The 20-year-old charity run by Cardiff’s local Hare Krishna temple delivered an average of 535 meals a day from 1st May to 1st July and kept an average of 113 meals delivered a day in the most recent week.
“Weirdly, the covid-19 pandemic has been a blessing in disguise for us,” said Erin Nash, a volunteer from Food for Life Wales with five years of experience.
“It’s obviously been a heart-straining and weird time for many, but it meant that people looked more towards helping their local community and lending a helping hand than ever before.”
“We held various fundraisers, applied for government funding, and received a bucket load of support from our local community,” said Erin Nash.
“The Shree Swaminarayanan Mandir and Samaj Kutchi Leva Patel community centres both offered us their professionally equipped kitchens to cook for us.
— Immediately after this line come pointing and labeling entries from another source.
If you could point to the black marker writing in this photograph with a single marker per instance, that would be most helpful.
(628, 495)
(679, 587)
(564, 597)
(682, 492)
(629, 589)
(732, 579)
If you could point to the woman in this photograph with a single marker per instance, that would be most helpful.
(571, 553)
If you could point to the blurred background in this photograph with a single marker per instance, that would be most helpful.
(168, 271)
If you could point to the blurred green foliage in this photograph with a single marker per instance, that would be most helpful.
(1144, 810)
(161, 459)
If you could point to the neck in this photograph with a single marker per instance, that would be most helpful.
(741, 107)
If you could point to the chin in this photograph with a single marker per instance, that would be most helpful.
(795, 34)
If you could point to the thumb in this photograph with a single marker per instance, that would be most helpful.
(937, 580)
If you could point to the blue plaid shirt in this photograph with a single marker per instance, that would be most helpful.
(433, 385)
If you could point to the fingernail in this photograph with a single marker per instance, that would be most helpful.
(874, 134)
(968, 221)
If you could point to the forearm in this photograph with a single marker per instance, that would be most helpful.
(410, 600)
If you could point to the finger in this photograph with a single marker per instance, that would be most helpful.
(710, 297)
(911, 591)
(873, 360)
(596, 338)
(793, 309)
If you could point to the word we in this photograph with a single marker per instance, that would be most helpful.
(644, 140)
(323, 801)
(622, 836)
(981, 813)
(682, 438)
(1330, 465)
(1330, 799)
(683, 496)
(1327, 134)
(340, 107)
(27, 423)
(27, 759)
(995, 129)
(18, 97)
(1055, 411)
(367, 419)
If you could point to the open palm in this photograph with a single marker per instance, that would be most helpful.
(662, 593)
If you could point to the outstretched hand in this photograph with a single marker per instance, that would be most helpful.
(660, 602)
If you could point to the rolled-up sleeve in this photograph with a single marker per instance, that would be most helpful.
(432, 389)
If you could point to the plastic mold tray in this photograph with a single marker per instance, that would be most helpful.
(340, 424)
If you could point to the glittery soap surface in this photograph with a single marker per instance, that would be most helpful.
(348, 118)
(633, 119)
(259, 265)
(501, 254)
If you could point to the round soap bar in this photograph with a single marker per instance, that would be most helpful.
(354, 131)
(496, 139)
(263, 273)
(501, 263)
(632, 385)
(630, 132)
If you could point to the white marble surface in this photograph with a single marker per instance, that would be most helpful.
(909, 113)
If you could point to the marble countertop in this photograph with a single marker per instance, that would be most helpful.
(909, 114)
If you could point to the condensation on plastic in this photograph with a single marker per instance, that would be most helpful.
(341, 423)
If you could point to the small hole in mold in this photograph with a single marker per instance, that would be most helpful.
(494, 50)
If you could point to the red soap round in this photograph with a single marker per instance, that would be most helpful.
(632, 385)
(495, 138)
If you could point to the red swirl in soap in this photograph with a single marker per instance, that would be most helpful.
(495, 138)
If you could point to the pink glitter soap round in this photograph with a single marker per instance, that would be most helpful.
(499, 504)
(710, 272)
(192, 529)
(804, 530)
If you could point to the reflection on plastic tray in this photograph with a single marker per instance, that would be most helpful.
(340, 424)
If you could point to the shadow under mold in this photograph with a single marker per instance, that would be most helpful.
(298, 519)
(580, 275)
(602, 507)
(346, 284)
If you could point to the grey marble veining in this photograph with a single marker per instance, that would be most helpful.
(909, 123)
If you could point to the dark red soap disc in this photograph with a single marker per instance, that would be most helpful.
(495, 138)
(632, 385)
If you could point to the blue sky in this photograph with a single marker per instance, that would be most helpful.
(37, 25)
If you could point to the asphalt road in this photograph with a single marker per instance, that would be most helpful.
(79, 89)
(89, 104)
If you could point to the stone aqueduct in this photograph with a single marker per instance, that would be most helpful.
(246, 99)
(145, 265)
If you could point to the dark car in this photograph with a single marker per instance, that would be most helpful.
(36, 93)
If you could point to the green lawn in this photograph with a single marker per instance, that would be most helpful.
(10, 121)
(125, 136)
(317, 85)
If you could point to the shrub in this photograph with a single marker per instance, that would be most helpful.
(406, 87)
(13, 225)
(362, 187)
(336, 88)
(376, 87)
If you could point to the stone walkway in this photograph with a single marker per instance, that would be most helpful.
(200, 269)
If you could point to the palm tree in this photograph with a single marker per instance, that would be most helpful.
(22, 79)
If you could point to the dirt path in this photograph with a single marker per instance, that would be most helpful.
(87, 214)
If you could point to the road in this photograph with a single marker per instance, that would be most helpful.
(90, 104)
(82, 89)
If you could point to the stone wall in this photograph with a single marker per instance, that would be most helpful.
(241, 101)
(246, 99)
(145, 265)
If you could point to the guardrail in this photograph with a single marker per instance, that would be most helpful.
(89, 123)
We really wouldn’t have been able to do what we’ve done without the support of those around us.”
Since the government funding end, they suggested a £1 per meal project which is to collect a symbolic £1 from recipients who can afford it, appeal for donations from society on their website to help the people who cannot pay for the meal.
“If someone is really in need and can’t afford the charge, they wouldn’t have to pay it,” said Erin. “We try to make sure everyone is treated equally, make sure to accommodate to everyone’s needs in whichever way we can.”
They are also planning to provide Christmas dinners on Christmas Eve, to make it a bit more special for those of their recipients who might not get a chance to see their loved ones this year.
To help support their work, their volunteers are lobbying on the street, appealing for monthly donations, kind one-off donations and more potential volunteers.
“They say a crisis brings out the best in people, and that was certainly the case with our volunteers. We discovered talents and strengths amongst us that we never knew we had,” said Erin.